Delicious Herbs from Columbiaville Michigan owner Gina Delisi is a great addition to our group. The samples she sent us were so delicious that having the word delicious in her product name was not an exaggeration. Gina is also studying health and nutrition and is incorporating those principals in her teas and mixes.
Will’s Greenhouse: We have known and worked with Jim Wills for more than 10 years. He only does greenhouse plants in the Spring/Early Summer, uses Morgan Products (the ones approved for organic use) and some certified organic potting soil mixes. He also only uses Certified Organic Seed. He will be ordering his seeds in December and he will order and grow whatever plants you may want. Look for a survey very soon asking for what seeds he should order and plants you want him to grow.
We want your plants to arrive to you in perfect shape and ready for you to plant and we will not send you plants until the proper frost free dates so your plants will have a better chance of surviving. (Green houses make a lot of money selling tomato plants too early that are not hardened, they die and the customer goes back and buys more)

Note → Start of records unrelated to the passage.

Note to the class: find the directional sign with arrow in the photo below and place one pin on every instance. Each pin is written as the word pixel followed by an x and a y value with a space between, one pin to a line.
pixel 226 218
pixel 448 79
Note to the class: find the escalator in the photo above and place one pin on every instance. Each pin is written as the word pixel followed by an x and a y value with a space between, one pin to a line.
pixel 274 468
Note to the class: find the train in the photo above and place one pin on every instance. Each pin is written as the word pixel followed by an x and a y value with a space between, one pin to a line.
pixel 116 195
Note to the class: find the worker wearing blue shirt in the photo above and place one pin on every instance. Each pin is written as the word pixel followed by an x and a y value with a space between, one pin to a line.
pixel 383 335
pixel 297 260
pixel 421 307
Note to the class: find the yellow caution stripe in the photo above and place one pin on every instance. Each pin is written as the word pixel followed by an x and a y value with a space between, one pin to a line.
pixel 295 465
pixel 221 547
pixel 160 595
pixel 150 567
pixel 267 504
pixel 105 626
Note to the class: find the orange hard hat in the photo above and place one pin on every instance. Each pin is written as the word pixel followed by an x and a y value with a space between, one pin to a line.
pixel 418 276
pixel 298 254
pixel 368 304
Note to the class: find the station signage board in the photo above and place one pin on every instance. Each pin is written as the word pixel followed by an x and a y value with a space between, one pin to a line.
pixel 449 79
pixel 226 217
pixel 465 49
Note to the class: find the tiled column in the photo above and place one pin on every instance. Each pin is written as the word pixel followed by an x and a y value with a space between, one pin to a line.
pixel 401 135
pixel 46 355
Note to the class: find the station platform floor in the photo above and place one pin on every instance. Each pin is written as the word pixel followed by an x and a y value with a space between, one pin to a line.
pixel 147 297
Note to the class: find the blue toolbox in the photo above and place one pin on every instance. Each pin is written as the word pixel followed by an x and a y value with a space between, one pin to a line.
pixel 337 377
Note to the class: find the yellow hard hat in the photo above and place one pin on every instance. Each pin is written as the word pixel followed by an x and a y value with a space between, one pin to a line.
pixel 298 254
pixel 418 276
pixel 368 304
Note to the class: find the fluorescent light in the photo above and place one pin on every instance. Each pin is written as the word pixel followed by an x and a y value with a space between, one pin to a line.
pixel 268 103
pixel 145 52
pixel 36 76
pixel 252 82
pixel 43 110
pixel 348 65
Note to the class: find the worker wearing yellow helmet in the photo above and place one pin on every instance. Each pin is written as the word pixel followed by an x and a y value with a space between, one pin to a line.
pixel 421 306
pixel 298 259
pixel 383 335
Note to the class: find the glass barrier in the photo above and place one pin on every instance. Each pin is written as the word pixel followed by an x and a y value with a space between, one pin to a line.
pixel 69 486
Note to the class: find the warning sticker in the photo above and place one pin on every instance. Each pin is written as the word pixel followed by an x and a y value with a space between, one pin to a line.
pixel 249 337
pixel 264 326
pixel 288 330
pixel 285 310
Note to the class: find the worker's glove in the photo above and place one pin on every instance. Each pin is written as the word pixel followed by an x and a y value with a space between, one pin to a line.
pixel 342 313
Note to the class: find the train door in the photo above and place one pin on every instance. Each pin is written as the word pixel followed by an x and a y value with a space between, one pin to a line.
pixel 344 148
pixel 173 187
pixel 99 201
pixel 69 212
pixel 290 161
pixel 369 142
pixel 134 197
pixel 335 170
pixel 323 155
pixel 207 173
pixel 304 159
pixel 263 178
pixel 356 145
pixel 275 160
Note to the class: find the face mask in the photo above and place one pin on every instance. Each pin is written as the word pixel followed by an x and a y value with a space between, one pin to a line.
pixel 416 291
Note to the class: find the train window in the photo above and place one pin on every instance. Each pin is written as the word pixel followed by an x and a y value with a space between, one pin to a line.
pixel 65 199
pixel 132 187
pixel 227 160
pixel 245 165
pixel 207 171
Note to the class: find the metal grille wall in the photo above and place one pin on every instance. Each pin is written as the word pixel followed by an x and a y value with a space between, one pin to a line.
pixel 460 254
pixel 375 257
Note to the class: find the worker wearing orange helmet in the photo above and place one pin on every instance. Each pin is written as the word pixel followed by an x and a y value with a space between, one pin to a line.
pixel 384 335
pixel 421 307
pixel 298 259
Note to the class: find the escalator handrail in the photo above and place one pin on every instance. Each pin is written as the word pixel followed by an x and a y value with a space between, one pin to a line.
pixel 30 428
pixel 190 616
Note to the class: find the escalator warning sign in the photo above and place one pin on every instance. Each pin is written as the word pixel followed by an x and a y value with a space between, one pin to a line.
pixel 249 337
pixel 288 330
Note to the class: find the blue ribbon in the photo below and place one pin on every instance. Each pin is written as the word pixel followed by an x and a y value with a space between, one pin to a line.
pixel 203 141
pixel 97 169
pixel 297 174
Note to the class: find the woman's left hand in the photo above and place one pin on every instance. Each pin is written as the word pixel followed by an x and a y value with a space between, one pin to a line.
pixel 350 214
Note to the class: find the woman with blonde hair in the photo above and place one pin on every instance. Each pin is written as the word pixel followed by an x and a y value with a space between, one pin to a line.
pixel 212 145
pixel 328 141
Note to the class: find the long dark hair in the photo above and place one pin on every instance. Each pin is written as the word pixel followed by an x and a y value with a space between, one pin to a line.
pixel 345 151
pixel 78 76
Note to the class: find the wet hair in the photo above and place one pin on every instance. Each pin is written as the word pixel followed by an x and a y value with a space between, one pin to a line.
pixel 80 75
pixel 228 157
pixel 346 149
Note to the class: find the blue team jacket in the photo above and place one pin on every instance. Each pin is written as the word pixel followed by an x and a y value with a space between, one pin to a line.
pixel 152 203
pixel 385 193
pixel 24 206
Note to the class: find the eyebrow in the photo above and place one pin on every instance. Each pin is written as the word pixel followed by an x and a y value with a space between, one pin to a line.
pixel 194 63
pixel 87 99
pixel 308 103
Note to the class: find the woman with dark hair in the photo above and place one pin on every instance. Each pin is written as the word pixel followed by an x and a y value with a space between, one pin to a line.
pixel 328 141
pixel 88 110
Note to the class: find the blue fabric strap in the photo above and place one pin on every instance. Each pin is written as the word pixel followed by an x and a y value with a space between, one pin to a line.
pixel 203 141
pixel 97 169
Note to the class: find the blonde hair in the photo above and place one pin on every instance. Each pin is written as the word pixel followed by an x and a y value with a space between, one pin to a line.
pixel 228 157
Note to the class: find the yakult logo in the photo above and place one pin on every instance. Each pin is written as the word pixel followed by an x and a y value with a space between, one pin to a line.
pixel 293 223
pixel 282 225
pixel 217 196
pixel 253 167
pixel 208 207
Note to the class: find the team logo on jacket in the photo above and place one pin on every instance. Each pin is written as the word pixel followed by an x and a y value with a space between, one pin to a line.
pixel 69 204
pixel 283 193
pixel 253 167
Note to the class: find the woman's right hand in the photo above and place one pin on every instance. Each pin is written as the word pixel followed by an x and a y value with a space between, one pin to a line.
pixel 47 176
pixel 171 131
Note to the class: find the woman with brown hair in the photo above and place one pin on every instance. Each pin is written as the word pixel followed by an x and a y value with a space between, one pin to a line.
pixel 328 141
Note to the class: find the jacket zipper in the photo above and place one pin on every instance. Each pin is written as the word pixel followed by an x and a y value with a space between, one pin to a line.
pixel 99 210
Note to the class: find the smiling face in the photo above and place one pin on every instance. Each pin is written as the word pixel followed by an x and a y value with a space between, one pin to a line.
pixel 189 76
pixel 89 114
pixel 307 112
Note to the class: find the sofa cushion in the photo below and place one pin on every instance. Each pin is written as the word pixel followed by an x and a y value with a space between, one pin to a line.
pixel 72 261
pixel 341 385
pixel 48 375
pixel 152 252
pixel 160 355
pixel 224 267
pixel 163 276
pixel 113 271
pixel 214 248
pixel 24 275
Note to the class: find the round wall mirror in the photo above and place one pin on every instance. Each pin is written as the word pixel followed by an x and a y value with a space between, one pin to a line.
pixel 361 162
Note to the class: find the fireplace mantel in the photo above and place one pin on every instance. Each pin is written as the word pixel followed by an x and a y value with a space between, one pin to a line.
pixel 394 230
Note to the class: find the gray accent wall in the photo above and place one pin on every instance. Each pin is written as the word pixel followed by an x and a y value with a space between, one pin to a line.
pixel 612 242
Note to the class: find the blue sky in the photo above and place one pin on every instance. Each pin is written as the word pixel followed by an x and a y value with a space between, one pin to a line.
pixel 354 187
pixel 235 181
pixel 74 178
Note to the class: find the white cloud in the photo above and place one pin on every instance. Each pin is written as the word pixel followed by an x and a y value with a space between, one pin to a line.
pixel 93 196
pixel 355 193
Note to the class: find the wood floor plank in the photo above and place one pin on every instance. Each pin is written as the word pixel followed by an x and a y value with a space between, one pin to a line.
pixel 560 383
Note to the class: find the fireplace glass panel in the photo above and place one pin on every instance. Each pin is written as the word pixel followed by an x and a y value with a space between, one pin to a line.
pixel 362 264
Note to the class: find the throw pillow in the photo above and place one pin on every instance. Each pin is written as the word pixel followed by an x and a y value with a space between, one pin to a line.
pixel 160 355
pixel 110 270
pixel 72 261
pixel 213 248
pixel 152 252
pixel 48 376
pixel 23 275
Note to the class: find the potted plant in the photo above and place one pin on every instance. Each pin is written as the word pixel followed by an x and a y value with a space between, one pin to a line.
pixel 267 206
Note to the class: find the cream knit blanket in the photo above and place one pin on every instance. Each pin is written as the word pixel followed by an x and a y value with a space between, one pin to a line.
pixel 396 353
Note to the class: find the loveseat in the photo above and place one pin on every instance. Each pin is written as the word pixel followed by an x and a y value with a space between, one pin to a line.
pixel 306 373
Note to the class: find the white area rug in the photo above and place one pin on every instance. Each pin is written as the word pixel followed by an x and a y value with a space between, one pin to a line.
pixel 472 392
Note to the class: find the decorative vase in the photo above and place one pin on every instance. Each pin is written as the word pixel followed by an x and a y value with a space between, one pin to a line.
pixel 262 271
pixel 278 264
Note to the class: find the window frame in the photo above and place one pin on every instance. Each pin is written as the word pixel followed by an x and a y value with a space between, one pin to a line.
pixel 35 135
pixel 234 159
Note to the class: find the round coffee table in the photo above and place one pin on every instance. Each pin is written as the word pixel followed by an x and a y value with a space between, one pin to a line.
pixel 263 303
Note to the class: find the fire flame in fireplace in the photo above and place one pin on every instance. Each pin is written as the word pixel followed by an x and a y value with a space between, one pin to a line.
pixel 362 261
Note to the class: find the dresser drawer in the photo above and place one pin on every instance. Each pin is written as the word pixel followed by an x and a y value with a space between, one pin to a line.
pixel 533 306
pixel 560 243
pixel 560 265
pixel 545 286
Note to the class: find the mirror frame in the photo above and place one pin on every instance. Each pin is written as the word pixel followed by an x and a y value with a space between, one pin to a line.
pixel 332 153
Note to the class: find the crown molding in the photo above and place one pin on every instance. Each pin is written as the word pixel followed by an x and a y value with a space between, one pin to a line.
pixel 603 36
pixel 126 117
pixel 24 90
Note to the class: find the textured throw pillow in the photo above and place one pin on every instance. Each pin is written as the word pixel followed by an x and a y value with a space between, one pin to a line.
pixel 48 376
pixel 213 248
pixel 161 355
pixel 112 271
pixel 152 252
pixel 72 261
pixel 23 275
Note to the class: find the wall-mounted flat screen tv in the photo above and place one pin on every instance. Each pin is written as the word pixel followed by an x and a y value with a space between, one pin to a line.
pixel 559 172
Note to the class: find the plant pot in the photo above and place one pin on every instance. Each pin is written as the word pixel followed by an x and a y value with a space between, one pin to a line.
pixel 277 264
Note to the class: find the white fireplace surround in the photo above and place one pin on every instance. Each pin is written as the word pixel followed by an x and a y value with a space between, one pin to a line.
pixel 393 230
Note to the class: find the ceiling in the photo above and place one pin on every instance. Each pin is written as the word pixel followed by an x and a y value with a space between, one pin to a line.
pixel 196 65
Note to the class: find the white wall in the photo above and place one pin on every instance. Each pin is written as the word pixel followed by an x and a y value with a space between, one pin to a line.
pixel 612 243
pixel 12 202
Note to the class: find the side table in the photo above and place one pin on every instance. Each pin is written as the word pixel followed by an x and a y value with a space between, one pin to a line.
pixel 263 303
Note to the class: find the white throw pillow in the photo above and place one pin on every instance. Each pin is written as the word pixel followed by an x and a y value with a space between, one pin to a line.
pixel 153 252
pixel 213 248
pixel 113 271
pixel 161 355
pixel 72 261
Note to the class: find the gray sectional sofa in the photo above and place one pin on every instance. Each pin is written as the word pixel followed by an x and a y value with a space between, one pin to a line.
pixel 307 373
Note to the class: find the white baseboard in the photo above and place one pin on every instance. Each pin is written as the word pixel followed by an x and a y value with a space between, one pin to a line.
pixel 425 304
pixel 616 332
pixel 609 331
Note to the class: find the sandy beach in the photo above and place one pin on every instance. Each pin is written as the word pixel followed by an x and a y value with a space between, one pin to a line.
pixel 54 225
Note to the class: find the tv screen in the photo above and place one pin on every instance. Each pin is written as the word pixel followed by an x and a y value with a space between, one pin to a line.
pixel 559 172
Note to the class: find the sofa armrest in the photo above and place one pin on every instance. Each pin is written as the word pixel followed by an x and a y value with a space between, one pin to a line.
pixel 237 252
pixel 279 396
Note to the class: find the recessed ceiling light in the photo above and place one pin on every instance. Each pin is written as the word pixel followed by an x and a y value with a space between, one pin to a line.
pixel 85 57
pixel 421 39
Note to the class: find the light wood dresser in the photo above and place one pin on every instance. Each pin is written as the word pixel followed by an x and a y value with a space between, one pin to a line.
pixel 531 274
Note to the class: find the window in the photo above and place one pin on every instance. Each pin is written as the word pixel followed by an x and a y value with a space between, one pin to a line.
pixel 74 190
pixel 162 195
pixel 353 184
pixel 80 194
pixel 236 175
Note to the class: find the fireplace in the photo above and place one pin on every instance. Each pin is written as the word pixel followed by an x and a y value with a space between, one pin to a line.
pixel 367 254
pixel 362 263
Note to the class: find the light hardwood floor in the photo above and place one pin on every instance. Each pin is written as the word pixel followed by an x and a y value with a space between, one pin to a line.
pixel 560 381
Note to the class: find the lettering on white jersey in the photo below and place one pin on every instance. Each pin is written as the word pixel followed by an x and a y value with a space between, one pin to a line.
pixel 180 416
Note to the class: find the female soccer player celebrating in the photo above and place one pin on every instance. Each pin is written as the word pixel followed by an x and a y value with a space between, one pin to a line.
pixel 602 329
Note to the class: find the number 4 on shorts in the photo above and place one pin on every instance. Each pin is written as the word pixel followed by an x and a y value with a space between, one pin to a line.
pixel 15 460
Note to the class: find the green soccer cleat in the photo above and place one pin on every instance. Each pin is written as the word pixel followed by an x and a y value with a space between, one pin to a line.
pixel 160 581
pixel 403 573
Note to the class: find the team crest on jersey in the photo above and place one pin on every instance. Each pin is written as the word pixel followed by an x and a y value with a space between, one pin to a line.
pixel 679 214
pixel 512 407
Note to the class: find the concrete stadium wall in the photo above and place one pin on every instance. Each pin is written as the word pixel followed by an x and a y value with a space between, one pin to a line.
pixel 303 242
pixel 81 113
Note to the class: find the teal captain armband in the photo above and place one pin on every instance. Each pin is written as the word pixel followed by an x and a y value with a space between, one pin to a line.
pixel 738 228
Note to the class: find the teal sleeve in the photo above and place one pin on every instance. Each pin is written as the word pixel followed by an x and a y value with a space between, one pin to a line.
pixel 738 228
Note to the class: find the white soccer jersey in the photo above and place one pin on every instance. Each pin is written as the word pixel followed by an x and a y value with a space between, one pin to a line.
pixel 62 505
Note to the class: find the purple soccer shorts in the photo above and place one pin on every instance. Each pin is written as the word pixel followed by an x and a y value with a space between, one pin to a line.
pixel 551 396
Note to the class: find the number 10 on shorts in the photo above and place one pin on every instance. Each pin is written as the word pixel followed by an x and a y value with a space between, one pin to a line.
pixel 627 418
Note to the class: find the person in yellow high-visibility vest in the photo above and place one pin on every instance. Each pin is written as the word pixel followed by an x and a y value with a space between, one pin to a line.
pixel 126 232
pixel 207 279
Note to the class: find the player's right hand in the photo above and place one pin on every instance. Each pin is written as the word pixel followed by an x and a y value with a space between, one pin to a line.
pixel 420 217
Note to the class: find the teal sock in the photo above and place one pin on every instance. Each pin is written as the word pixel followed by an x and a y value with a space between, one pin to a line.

Jim also hardens the plants off, so when you take them home they will not shock from the temperature and light changes. Plants that come out of the hot green house and into Michigan’s cooler temperatures usually do not survive. He puts them on a large flat hay wagon and haul them outside each day for a short period of time to accumulate to the colder temperature. Quality plants like the ones he produce is not easy to find.